If for instance I create an Azure Resource Group with terraform, when that is done, I try to create a new custom role, terraform plan will mark the Resource Group for destruction.
This is the script for the role creation:
terraform {
backend "azurerm" {
storage_account_name = "saiac"
container_name = "tfstate"
key = "dev.terraform.tfstate"
resource_group_name = "rg-devops"
}
}
data "azurerm_subscription" "primary" {
}
resource "azurerm_role_definition" "roles" {
count = length(var.roles)
name = "${var.role_prefix}${var.roles[count.index]["suffix_name"]}${var.role_suffix}"
scope = "${data.azurerm_subscription.primary.id}"
permissions {
actions = split(",", var.roles[count.index]["actions"])
not_actions = split(",", var.roles[count.index]["not_actions"])
}
assignable_scopes = ["${data.azurerm_subscription.primary.id}"]
}
and this is script for resource group creation:
terraform {
backend "azurerm" {
storage_account_name = "saiac"
container_name = "tfstate"
key = "dev.terraform.tfstate"
resource_group_name = "rg-devops"
}
}
resource "azurerm_resource_group" "rg" {
count = "${length(var.rg_purposes)}"
name = "${var.rg_prefix}-${var.rg_postfix}-${var.rg_purposes[count.index]}"
location = "${var.rg_location}"
tags = "${var.rg_tags}"
}
If I remove the backend block, everything works as expected, does that mean I need the backend block?
Terraform use the .tfstate file to check and compare your code and existing cloud infra structure, it is like backbone of terraform.
If your code and existing infra is differe, terraform will destroy it and apply code changes.
To overcome this, terraform provides the import facility, you can import the existing resource and terraform will update it's .tfstate file.
This .tfstate file must be specify into your backend.tf file,best practices is to store your .tfstate file on cloude storage not in local directory.
When you run the terraform init command, it will check for the .tfstate file.
below is the sample file for backend.tf file (aws s3 is used):
backend "s3" {
bucket = "backends.terraform.file"
key = "my-terraform.tfstate_key"
region = "my-region-1"
encrypt = "false"
acl = "bucket-owner-full-control"
}
}
A terraform backend is not required for terraform. If you do not use it however no one else will be able to pull your code and run your terraform. The state will ONLY be stored in your .terraform directory. This means if you lose your local files your in trouble. It is recommended to use a backend that also supports state locking which azurerm does. With a backend in place the state will get pulled on terraform init after pulling the repo.
I have worked with terraform before, where terraform can place the tfstate files in S3. Does terraform also support azure blob storage as a backend? What would be the commands to set the backend to be azure blob storage?
As of Terraform 0.7 (not currently released but you can compile from source) support for Azure blob storage has been added.
The question asks for some commands, so I'm adding a little more detail in case anyone needs it. I'm using Terraform v0.12.24 and azurerm provider v2.6.0. You need two things:
Create a storage account (general purpose v2) and a container for storing your states.

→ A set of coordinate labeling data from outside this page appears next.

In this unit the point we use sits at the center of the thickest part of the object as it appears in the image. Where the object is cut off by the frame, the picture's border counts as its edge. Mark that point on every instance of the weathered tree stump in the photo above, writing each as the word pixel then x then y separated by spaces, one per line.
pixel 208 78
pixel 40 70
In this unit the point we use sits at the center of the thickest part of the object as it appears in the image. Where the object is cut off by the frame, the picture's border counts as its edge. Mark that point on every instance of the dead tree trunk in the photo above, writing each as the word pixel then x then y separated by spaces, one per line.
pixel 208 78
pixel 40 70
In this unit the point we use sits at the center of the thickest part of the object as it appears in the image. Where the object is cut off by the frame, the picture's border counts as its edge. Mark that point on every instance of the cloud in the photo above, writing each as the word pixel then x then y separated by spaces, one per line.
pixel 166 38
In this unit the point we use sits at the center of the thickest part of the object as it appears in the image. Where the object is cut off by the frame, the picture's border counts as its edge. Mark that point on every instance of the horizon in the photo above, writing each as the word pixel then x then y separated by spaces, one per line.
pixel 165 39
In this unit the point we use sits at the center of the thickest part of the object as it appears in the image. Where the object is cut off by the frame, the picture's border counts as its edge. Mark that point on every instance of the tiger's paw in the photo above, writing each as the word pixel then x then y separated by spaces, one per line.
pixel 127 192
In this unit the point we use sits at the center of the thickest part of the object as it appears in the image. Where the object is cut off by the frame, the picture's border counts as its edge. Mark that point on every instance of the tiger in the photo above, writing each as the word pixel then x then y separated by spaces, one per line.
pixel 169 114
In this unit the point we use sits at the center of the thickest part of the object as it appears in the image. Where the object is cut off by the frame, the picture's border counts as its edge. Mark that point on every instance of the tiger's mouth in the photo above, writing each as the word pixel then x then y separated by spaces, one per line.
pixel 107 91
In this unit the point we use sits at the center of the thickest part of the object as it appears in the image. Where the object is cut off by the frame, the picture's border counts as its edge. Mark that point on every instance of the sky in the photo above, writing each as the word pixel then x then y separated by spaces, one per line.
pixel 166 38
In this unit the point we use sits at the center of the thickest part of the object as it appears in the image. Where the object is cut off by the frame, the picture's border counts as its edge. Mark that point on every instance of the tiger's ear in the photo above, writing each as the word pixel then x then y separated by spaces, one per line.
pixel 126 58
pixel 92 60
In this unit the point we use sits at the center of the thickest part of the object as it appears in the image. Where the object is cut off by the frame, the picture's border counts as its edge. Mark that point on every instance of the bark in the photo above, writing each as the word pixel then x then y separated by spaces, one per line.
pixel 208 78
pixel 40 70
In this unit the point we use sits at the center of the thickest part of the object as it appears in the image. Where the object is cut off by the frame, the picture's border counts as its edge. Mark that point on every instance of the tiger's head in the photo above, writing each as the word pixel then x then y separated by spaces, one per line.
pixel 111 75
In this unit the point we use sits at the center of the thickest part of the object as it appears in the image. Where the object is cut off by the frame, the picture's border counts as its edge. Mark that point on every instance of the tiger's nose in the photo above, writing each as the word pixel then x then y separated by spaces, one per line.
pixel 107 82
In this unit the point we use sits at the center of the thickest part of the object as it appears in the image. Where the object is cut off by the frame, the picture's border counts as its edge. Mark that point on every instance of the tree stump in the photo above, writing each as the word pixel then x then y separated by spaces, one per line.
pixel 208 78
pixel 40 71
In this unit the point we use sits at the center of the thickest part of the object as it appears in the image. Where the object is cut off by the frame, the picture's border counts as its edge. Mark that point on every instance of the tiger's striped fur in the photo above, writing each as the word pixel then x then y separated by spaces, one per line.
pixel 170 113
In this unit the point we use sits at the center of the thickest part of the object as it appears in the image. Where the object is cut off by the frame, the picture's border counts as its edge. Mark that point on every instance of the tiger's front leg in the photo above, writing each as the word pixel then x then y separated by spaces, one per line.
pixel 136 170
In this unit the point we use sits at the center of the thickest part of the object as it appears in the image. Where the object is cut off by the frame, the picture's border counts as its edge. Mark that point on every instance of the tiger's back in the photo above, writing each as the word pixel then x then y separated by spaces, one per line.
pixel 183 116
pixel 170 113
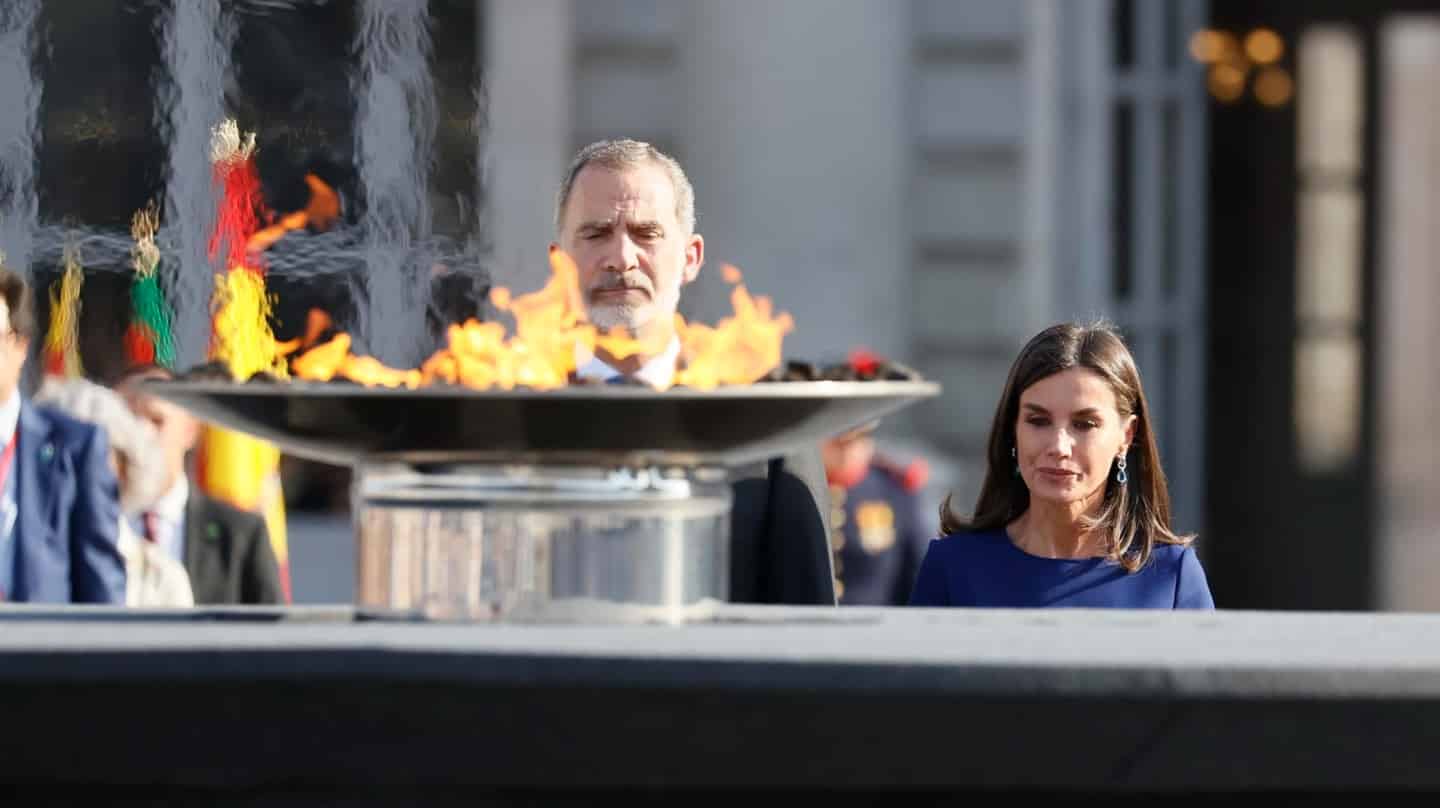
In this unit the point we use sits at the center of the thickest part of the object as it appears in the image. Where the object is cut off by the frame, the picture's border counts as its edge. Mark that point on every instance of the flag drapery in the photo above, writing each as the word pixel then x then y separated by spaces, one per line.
pixel 231 465
pixel 62 352
pixel 149 339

Configure your environment and your main.tf
As for the second point, your terraform block in main.tf should contain a "azurerm" backend:
terraform {
required_version = "=0.12.24"
backend "azurerm" {
storage_account_name = "abcd1234"
container_name = "tfstatecontainer"
key = "example.prod.terraform.tfstate"
}
provider "azurerm" {
version = "=2.6.0"
features {}
subscription_id = var.subscription_id
}
Before calling to plan or apply, init the ARM_ACCESS_KEY variable with a bash export:
export ARM_ACCESS_KEY=<storage access key>
Finally, run the init command:
terraform init
Now, if you run terraform plan you will see the tfstate created in the container. Azure has a file locking feature built in, in case anyone tries to update the state file at the same time.